Newly discovered Velasquez donated to the Prado

December 14 2016

Image of Newly discovered Velasquez donated to the Prado

Picture: Museo Prado

A new body called the American Friends of the Prado has acquired a recently discovered portrait of Philip III of Spain by Velasquez. The picture was found by the celebrated Velasquez scholar William B. Jordan, who has donated it to the AFP. Here's the full story from the Prado's press release:

The first donation received by American Friends of the Prado Museum, on this occasion made by the art historian William B. Jordan, has entered the Museo del Prado as a long-term deposit. This is a previously unpublished Portrait of Philip III, which exhaustive research and technical analysis have confirmed to be an autograph painting by Velázquez. It will be exhibited at the Prado as a temporary, renewable deposit.

The work is a preparatory painting for the face of Philip III executed by Velázquez in relation to his composition The Expulsion of the Moriscos, executed in 1627 but destroyed by the fire in the Real Alcázar in Madrid in 1734 and only known from written descriptions as no copy of it has survived. 

The addition of this work to the Museum’s collections as a long-term deposit will contribute to completing its representation of Velázquez as a royal portraitist, given that it is a work of outstanding quality and previously unpublished in the scholarly literature. As such, it will help to cast light on one of the key works of the artist’s early period at court.

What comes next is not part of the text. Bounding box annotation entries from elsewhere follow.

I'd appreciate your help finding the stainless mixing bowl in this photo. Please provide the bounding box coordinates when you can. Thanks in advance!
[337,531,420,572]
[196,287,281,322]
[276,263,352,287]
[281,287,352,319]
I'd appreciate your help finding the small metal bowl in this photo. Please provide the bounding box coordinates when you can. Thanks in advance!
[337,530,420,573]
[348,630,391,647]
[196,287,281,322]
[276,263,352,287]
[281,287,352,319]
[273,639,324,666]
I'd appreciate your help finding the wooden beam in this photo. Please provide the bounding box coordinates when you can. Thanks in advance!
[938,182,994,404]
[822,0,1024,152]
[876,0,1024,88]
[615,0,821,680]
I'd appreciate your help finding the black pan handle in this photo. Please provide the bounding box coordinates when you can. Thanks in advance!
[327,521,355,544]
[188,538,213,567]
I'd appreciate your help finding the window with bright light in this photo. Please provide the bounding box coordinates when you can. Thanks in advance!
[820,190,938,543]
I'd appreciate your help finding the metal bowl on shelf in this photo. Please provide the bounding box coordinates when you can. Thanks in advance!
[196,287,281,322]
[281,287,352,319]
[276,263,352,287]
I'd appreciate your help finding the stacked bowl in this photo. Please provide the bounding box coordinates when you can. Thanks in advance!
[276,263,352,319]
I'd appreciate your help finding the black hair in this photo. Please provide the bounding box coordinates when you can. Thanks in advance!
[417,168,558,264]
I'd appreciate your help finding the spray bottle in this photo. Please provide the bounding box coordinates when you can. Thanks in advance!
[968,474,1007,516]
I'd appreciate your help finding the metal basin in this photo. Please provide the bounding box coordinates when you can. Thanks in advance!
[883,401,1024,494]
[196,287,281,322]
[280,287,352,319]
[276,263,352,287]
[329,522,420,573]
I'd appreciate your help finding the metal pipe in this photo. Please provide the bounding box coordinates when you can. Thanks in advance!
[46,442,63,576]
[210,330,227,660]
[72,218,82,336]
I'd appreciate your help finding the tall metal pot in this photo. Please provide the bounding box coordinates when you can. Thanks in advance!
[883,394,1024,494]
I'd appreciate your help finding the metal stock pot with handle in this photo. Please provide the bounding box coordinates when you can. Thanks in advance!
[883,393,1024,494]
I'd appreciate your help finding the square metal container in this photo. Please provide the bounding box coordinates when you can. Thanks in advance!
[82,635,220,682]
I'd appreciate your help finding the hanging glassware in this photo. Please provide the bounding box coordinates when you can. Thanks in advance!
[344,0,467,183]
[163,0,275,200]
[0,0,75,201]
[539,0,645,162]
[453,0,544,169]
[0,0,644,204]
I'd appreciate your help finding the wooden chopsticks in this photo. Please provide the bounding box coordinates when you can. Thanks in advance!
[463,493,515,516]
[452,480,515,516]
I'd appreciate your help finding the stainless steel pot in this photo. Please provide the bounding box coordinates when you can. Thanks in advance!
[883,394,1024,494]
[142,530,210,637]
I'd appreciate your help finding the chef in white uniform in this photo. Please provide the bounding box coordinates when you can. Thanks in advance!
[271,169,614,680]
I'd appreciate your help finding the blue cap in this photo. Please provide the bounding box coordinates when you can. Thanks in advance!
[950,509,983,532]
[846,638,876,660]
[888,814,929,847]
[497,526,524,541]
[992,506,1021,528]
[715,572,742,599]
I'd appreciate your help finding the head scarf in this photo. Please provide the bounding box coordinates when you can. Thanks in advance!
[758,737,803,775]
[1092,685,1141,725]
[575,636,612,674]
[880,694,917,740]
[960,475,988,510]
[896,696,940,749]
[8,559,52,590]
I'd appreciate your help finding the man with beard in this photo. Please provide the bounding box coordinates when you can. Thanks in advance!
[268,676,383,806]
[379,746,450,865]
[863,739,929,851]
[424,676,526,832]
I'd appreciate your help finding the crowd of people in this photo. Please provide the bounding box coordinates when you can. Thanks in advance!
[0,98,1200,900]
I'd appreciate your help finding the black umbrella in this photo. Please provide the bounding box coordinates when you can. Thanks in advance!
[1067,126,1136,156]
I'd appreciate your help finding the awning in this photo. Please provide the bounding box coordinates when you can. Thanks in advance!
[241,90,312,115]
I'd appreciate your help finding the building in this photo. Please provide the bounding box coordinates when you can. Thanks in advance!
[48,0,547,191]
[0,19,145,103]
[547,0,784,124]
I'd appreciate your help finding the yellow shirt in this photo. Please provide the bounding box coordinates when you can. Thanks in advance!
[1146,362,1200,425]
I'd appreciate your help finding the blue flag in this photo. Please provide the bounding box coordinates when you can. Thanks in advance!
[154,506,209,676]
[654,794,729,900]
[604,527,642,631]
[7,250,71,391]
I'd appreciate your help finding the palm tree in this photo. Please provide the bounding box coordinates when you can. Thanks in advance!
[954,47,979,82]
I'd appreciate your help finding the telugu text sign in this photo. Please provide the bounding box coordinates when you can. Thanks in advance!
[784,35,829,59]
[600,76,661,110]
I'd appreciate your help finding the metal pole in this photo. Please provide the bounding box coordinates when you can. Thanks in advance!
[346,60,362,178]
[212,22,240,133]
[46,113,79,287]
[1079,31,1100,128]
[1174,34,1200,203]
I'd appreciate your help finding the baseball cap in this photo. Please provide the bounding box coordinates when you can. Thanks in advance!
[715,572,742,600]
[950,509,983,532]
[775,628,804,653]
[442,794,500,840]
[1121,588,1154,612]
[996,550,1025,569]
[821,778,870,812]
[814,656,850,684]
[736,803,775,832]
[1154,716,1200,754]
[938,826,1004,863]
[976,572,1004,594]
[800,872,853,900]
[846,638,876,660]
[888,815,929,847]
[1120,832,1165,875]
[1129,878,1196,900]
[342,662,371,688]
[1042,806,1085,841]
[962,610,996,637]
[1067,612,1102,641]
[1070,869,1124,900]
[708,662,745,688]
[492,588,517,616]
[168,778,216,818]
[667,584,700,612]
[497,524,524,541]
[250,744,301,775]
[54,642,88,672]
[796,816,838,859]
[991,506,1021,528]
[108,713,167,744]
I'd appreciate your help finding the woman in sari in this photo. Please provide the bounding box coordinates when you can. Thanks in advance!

The painting was acquired by William B. Jordan on the London art market, where it was catalogued as a Portrait of don Rodrigo Calderón due to a false inscription at the top. Following its restoration, Dr Jordan studied the painting, leading him to consider the idea that it is a work by Velázquez, specifically a preparatory painting for the face of Philip III in The Expulsion of the Moriscos. 

Among the reasons that have led Dr Jordan to defend this attribution are: 
Philip III appears to be aged around 40 in the painting, his age in 1609 when the moriscos were expelled from Spain. 

Stylistically, the work necessarily dates from later than 1609. It must have been produced between 1623, when Velázquez arrived at court and introduced a new style of royal portrait that corresponds to that of this work, and 1631, when he returned from Italy and adopted a notably different portrait style.

The fact that Philip III is in profile and looking up indicates that this is not a portrait (in which the sitter normally looks straight ahead) but an image to be included in a narrative scene.

The fact that the work’s characteristics are not comparable to the styles of the other portraitists working at the court in the 1620s, such as Van der Hamen, Maíno, Diricksen, etc. 

A study of written descriptions of The Expulsion of the Moriscos suggest that the portrait of Philip III in that scene had a similar expression to this one and was looking in the same direction. 

Again, a study of those descriptions led Dr Jordan to consider the idea that The Expulsion of the Moriscos was conceived as a pendant to Titian’s painting of Philip II offering the Infante don Fernando to Victory (Museo del Prado), which hung in the same room (the Salón Nuevo in the Alcázar) for which Velázquez’s work was painted. This idea led him to compare the portrait of Philip II in Titian’s work with that of Philip III in the present painting; a comparison that revealed numerous points of comparison with regard to the size and pose of the portraits.